February saw the highest number of remortgages in a single month since 2009.
Rising to nearly 44,000, the number of people remortgaging during February 2017 reached the highest number since January 2009 when the total was recorded at 44,100. According to figures from conveyancing services provider LMS, this represents an annual increase of over a third (35%).
Following the size of the average loan falling to £154,138, February also saw a drop in the value of remortgaging – down to £6.8 billion from £7.1 billion in January. Alongside this, mortgage lending, on the whole, dropped by 8%, meaning that for February, remortgaging represented two-fifths of total lending. This is the largest proportion since March 2011.
The rise in remortgages is most likely down to several factors, which together created a favourable climate. Whilst rates fell from 2.15% to 2.05% between December and January, 20% of remortgagors were also able to reduce their monthly repayments during February.
Although there was an increase in people choosing to remortgage, affordability became worse. Where repayment is considered as a proportion of total income, January saw a monthly rise from 16.9% to 17.8%. Combined with inflation – which rose to 2.3% in February – this is likely to be yet another concern for homeowners.
There was also further speculation in February over whether rates were likely to increase once more. Just under half (49%) predict that one will occur within the next year, whilst the same proportion predicts that they will stay the same.
February also saw a rise in the number of homeowners stating that they would wait longer than eight years to remortgage – from January’s 11% to 17%.
Given the speculative rise in rates paired with worsening affordability, the stability of the remortgage market appears to be weakening.
Andy Knee, chief executive of LMS, commented on the figures, stating: “February enjoyed the biggest boom in recent remortgaging history. Remortgage transactions rose to their highest level in eight years as homeowners took advantage of continued low rates and the opportunity to lower monthly repayments.
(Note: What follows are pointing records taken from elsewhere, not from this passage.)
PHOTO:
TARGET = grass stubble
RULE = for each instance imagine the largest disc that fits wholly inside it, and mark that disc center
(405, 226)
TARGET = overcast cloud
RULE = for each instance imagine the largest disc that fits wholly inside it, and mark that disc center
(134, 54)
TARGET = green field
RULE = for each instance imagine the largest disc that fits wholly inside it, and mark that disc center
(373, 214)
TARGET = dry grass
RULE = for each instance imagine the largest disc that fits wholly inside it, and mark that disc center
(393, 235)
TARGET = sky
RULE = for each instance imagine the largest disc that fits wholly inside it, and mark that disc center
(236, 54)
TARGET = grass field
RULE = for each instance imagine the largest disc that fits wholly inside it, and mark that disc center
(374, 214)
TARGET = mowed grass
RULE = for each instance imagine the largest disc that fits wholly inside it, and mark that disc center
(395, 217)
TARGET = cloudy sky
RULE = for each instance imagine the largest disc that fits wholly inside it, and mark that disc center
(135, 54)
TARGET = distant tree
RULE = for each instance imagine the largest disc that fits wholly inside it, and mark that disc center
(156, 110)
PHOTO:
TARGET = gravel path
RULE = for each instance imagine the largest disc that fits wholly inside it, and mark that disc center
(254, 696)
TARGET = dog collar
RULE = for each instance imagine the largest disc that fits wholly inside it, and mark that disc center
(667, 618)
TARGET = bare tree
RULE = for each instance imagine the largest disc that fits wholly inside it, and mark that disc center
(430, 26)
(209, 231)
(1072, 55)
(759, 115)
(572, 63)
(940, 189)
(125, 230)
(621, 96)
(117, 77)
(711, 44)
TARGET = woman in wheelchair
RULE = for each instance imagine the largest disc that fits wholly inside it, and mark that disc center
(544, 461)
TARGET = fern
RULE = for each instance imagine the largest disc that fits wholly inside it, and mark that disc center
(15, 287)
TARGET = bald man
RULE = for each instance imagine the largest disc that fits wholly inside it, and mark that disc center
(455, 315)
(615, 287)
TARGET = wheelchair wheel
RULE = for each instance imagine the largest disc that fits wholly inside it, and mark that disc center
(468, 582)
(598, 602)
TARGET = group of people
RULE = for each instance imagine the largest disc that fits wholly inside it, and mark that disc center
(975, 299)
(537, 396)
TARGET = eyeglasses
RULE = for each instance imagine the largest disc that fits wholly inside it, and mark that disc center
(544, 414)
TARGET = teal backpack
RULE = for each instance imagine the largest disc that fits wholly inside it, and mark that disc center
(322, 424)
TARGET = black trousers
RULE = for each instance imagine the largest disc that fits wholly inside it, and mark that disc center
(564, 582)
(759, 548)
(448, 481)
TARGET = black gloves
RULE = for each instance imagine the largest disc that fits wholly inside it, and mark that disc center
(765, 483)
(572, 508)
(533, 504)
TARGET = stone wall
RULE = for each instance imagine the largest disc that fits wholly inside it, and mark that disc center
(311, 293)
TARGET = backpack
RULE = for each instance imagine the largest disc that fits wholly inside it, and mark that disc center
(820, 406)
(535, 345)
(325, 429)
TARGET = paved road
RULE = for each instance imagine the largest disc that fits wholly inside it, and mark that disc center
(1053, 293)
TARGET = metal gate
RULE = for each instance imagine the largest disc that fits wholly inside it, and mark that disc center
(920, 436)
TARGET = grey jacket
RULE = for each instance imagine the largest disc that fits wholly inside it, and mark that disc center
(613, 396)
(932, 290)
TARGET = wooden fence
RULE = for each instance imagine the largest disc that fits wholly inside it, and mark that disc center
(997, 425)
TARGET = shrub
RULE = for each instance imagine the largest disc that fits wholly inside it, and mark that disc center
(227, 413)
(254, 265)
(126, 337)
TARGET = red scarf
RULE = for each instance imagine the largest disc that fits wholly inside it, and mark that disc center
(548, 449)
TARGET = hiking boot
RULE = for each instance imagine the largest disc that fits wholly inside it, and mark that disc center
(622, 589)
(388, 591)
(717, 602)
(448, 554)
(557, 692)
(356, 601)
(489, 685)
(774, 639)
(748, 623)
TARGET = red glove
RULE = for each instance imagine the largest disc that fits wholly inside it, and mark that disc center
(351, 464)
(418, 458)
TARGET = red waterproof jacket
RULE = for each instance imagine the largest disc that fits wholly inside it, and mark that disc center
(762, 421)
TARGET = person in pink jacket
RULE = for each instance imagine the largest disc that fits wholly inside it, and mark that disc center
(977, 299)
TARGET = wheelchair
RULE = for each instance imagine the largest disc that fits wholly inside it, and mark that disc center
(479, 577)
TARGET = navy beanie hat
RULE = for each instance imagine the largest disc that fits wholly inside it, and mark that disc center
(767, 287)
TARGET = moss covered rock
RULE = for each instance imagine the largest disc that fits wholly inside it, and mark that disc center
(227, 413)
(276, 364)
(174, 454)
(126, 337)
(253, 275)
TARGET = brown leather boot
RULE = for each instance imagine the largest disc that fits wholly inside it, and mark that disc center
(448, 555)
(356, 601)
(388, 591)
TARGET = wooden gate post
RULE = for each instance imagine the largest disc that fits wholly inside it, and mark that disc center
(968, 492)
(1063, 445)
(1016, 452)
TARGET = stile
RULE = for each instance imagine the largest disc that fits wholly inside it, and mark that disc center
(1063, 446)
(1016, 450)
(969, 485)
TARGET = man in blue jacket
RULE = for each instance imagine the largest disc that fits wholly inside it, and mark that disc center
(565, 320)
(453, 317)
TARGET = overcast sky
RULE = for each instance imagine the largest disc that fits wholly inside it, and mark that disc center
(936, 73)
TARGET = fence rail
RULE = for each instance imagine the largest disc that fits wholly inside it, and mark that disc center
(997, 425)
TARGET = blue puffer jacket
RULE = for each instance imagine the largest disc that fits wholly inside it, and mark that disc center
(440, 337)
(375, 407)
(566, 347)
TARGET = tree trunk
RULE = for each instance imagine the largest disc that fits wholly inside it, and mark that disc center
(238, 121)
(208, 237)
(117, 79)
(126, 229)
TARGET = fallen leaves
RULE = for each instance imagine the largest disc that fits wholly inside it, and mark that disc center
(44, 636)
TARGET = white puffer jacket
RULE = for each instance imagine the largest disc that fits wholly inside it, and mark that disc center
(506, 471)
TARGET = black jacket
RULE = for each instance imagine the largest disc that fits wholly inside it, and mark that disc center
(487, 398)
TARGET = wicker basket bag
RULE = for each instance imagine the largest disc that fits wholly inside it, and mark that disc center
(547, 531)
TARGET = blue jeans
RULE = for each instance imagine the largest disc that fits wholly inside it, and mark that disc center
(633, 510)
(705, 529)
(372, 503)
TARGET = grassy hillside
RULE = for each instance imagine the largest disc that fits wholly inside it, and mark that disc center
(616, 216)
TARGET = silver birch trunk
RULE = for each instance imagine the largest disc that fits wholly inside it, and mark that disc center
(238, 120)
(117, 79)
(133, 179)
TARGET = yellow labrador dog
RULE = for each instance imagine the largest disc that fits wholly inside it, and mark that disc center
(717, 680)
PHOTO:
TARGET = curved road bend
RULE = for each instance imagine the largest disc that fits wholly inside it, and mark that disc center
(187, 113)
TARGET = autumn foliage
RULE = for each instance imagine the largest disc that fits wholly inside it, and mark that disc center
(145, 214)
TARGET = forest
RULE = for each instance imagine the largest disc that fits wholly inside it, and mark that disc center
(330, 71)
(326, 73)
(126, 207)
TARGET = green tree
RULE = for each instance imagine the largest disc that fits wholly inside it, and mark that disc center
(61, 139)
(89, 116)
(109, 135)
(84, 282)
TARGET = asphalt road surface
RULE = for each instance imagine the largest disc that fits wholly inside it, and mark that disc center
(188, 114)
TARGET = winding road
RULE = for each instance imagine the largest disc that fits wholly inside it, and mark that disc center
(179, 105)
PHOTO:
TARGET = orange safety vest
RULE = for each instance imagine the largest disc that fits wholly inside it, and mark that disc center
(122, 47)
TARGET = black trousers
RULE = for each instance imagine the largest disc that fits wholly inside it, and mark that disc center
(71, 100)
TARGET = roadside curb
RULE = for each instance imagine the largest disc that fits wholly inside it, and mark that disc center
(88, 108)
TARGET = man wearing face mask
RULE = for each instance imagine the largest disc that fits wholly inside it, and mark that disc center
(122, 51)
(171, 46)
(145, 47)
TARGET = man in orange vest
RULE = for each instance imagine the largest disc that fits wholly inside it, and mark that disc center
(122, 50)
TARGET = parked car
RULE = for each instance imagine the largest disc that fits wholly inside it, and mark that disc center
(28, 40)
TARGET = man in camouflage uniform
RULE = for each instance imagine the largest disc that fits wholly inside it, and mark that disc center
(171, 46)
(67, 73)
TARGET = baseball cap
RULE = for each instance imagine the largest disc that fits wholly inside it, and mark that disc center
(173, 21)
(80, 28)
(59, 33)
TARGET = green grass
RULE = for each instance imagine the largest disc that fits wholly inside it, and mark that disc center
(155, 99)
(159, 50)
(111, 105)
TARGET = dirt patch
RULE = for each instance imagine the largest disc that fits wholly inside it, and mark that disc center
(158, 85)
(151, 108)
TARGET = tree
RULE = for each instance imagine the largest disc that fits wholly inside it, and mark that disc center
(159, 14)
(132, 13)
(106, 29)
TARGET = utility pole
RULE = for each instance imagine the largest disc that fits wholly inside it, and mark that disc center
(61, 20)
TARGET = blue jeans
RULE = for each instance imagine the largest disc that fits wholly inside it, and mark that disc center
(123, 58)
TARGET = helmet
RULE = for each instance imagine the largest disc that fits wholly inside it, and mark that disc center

“However, February also fired a warning shot. Affordability worsened, more homeowners expect rates to rise and more are prepared to wait longer to remortgage again. Caution may well set in once again.
“Meanwhile, inflation has risen to 2.3% and real wages are starting to fall. The consequence: homeowners will have less in their pockets come the end of the month. Remortgaging can help alleviate a potentially difficult financial situation, for example, one-in-five reduced their monthly repayments by remortgaging in February.
“With the macroeconomic climate expected to be more precarious from March onwards, homeowners would be wise to take advantage of current conditions and remortgage now – before it’s too late.”